Smoke and haze from a large bog on fire in Delta, B.C., descended on Whatcom County Tuesday, raising concerns about air quality but affecting very few people.
“We’re not yet seeing an impact from air quality for the general population,” said Jeff Hegedus, environmental health supervisor with the Whatcom County Health Department. “At this point, we would like to remind people with existing respiratory sensitivities to limit their exposure to the smoke.”
More than 80 people battled the fire that broke out in Burns Bog on Sunday afternoon. Twenty more firefighters are expected today to help fight the blaze, which has affected more than 500 acres of the bog.
BURNS BOG FIRE DATA
SIZE OF THE FIRE: More than 500 acres affected as of Tuesday night.

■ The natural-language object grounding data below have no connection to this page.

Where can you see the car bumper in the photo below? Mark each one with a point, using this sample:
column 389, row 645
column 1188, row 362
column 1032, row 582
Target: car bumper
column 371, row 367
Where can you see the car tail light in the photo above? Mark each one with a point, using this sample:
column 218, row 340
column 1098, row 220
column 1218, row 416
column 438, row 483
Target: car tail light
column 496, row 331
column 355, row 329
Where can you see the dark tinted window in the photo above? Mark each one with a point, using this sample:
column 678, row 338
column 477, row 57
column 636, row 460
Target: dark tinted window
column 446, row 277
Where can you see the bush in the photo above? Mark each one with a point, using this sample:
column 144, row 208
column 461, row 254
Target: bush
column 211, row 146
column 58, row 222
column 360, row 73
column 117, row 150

SIZE OF THE BOG: More than 5,900 acres. Most of it is protected as a conservation area.
CONTENTS OF THE BOG: Home to more than 28 species of mammals, 175 species of birds and at least 257 plant species. Twenty-four ecosystems are recognized within the bog.
Don Waite Vancouver Province Burns Bog sends plumes of smoke over greater Vancouver, B.C., on Monday. The south arm of the Fraser River can be seen in the background.
Light surface winds in British Columbia allowed the smoke to rise into the higher altitude winds and move south, said Jim Prange, fire weather program leader with the National Weather Service in Seattle.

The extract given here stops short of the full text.